Tuesday, July 9, 2013

New charges unveiled against the Bonanno crime family

A state racketeering indictment unsealed late Monday that charges eight men as members and associates of the Bonanno crime family suggests that the mob, despite its waning power and the government’s considerable efforts to dismantle it, can still penetrate and control unions.

The six-count indictment, which charges mob staples like the crimes of extortion, gambling and loan-sharking, accuses a Bonanno soldier and an associate of assisting in the 2010 election of another crime family associate as the president of a 1,900-member Teamsters union local on Long Island.

Among those charged was Nicholas Santora, 71, an enduring Bonanno crime family figure known as Nicky Mouth.

Mr. Santora was a central figure in the 1982 federal trial that grew out of an F.B.I. operation in which an undercover agent named Joseph Pistone penetrated the crime family by posing as a thief named Donnie Brasco, whose work was the subject of the movie of the same name.

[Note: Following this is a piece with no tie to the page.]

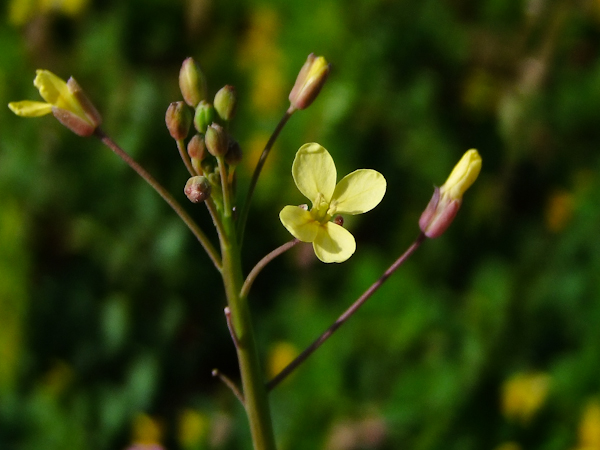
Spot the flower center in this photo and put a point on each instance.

Mr. Santora was identified in the indictment as the head of the Bonanno crime family crew whose activities are at the center of the charges. He pleaded guilty to a federal extortion charge in Brooklyn last year and was sentenced to 20 months in prison. He is serving his sentence in the Federal Correctional Institution in Loretto, Pa.

Like all of the defendants in the case, Mr. Santora was charged with enterprise corruption, the state version of the federal crime of racketeering. If convicted of enterprise corruption, each defendant faces a maximum penalty of 8⅓ to 25 years in state prison. Mr. Santora and several other defendants were also charged with second-degree grand larceny and usury. Other accusations in the 158-page indictment include the sale of drugs and weapons.

The indictment says that the associate who was elected to the union post, Nicholas Bernhard, a defendant in the case, ran the union, Local 917 of the International Brotherhood of Teamsters, for his own benefit and the benefit of the Bonanno family crew.

Mr. Bernhard, 51, resigned from his position with the union, which represents truck drivers and parking lot and gas station workers, in the summer of 2012 after the investigation exposed his alleged involvement with the crime family and he was questioned under oath by a court-appointed monitor that oversees the Teamsters union.

The charges in the case come just two weeks after the New York F.B.I. office reduced the number of its agents working mob cases. That reduction, combined with two previous cutbacks over the last five years, left the bureau with roughly three dozen investigators working mob cases in the city, 60 percent fewer than in 2008.

The indictment charges a total of nine men — the eight accused members and associates, as well as a man who prosecutors allege worked with them — and all but one were arrested early Tuesday morning, officials said. The ninth man was being sought.

The case was brought by the rackets division in the office of the Manhattan district attorney, Cyrus R. Vance Jr., who announced the indictment at a news conference at 11:30 a.m. Tuesday.

The names of the lawyers for the defendants, most of whom were expected to be arraigned Tuesday afternoon, could not be immediately determined.

Officials at Local 917 could not be reached for comment Tuesday morning.

The indictment charges that two defendants, Vito Badamo, 50, and Anthony Santoro, 49, identified, respectively, as an acting captain and soldier, “explicitly promoted” Mr. Bernhard’s election, and that Mr. Bernhard then “deployed” another defendant, Scott O’Neill, the union’s assistant shop steward, in the crew’s loan-sharking and gambling activities.

“Members of Local 917 borrowed money and placed bets in a crew of the Bonanno Organized Crime Family’s loan-sharking and gambling operations,” the indictment said.

The indictment did not detail how Mr. Badamo and Mr. Santoro promoted Mr. Bernhard’s election, but an official briefed on the case said they made telephone calls “to each other and others about getting people they know in the union to vote for Bernhard.”